Notes on Aldehydes and Ketones

Key Concepts

Carbonyls

• Compounds with a C=O bond.
• Can be either aldehydes or ketones.

Aldehydes

• C=O bond at the end of the chain with an H attached.
• Names end in '-al' (e.g., ethanal: CH₃CHO).

Ketones

• C=O bond in the middle of the chain.
• Names end in '-one' (e.g., propanone: CH₃COCH₃).

Solubility

• Smaller carbonyls are soluble in water due to hydrogen bonding capabilities.
• Pure carbonyls are attracted by permanent dipole forces, not hydrogen bonds.

Reactions

Comparison with Alkenes

• C=O bonds are stronger than C=C and do not easily undergo addition reactions.
• C=O bonds are polarized; oxygen is more electronegative, attracting nucleophiles.

Oxidation

• Primary alcohols can be oxidized to aldehydes and then to carboxylic acids.
• Tertiary alcohols do not oxidize.
• Secondary alcohols oxidize to ketones, which do not further oxidize.
• Potassium dichromate (K₂Cr₂O₇) is an oxidizing agent for alcohols and aldehydes.
  • Aldehydes oxidize to carboxylic acids.
  • Ketones do not oxidize further.

Example Reaction

• Aldehyde + [O] → Carboxylic Acid
  • Reagents: Potassium dichromate (VI) solution and dilute sulfuric acid.
  • Conditions: Heat under reflux.
  • Full equation: 3CH₃CHO + Cr₂O₇²⁻ + 8H⁺ → 3CH₃CO₂H + 4H₂O + 2Cr³⁺
• Observation: Orange dichromate ion (Cr₂O₇²⁻) reduces to green Cr³⁺ ion.

Use of Fehlings Solution and Tollens Reagent

• Tests for the presence of aldehyde groups.
• Fehlings Solution: Converts aldehydes to carboxylic acids, observed by red precipitate of Cu₂O.
• Tollens Reagent: Converts aldehydes to carboxylic acids, observed by silver mirror.

Reduction of Carbonyls

• Reducing agents: NaBH₄ (sodium tetrahydridoborate) or LiAlH₄ (lithium tetrahydridoaluminate).
  • Aldehydes reduce to primary alcohols.
  • Ketones reduce to secondary alcohols.
• Reagents: NaBH₄ in aqueous ethanol.
• Conditions: Room temperature and pressure.
• Catalytic hydrogenation possible with hydrogen and nickel catalyst.

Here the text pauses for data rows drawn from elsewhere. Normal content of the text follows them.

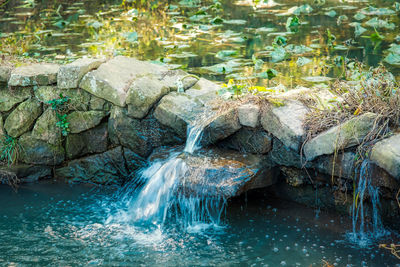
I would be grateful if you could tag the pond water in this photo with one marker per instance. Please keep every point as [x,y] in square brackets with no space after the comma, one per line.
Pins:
[224,40]
[47,223]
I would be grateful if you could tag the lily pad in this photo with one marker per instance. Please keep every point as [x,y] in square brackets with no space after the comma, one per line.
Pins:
[301,61]
[317,79]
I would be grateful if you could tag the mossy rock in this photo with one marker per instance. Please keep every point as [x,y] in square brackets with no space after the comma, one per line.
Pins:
[46,128]
[78,98]
[39,152]
[80,121]
[23,117]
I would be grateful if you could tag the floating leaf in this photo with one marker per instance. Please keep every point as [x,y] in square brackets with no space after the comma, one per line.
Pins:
[278,54]
[301,61]
[131,36]
[331,13]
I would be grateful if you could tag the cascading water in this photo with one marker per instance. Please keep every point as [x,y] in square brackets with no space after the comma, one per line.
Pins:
[365,232]
[162,196]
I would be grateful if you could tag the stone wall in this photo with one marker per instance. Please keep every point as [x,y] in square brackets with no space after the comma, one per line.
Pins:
[118,111]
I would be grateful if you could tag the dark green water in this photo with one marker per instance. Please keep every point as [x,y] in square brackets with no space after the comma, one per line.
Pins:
[58,225]
[192,36]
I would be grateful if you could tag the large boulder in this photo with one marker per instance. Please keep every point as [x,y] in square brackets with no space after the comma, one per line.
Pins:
[34,74]
[107,168]
[22,118]
[38,152]
[386,154]
[178,111]
[255,141]
[80,121]
[342,165]
[5,73]
[249,115]
[70,75]
[143,93]
[223,173]
[78,99]
[88,142]
[25,173]
[220,125]
[111,81]
[141,136]
[9,98]
[286,123]
[345,135]
[46,128]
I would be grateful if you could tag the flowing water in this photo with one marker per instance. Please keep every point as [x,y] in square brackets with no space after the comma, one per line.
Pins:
[366,232]
[50,224]
[217,42]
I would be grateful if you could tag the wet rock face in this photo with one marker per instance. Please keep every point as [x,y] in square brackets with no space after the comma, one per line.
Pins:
[286,123]
[386,154]
[223,173]
[107,168]
[141,136]
[348,134]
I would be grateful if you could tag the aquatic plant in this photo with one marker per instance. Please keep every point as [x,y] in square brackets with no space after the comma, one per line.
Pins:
[9,150]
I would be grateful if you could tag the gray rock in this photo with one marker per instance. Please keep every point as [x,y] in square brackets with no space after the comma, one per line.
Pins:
[97,103]
[92,141]
[70,75]
[46,128]
[141,136]
[343,166]
[255,141]
[286,123]
[26,173]
[386,154]
[112,79]
[5,73]
[78,98]
[38,152]
[249,115]
[143,93]
[345,135]
[177,111]
[35,74]
[22,118]
[80,121]
[9,98]
[222,173]
[107,168]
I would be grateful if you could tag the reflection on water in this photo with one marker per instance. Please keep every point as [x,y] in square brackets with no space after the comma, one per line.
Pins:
[47,224]
[194,36]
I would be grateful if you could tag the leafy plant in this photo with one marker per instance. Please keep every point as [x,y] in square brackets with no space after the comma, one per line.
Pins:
[9,149]
[59,106]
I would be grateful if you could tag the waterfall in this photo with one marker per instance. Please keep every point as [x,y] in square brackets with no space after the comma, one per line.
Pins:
[157,195]
[365,231]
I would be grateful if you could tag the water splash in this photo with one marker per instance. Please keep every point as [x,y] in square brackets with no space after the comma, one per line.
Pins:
[364,231]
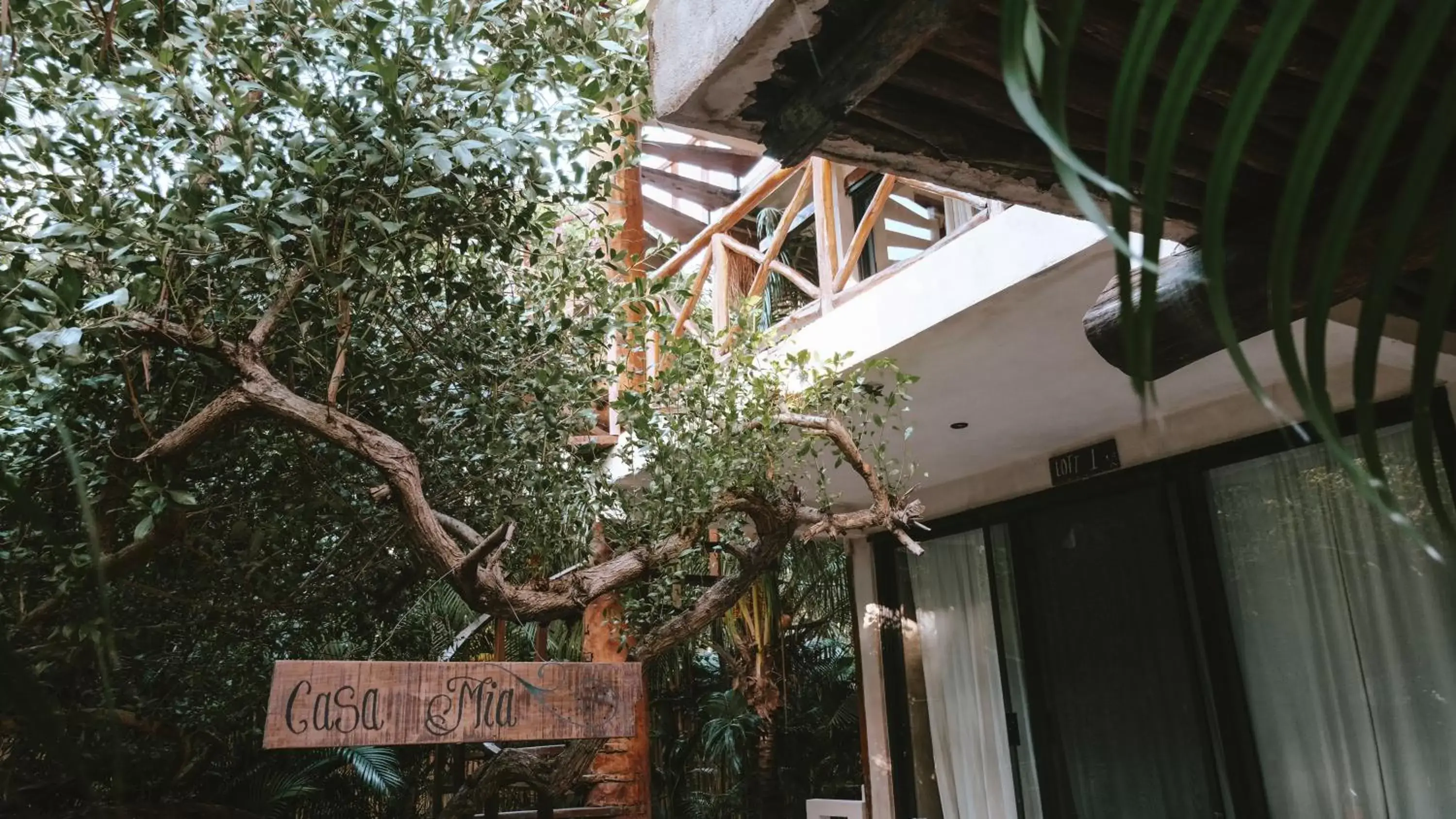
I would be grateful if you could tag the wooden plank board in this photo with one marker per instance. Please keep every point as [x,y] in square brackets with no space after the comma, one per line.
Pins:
[331,703]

Addition of Hydrogen Cyanide to Carbonyls

• Forms hydroxynitriles.
• Reagent: Potassium cyanide (KCN) and dilute sulfuric acid.
• Conditions: Room temperature and pressure.
• Mechanism: Nucleophilic addition.
• KCN supplies nucleophilic CN⁻ ions; H₂SO₄ supplies H⁺ ions.
• HCN can be used but is toxic; KCN/NaCN are preferred despite their own toxicity.
• Reaction results in formation of racemate due to equal chance of enantiomer formation, leading to no optical activity.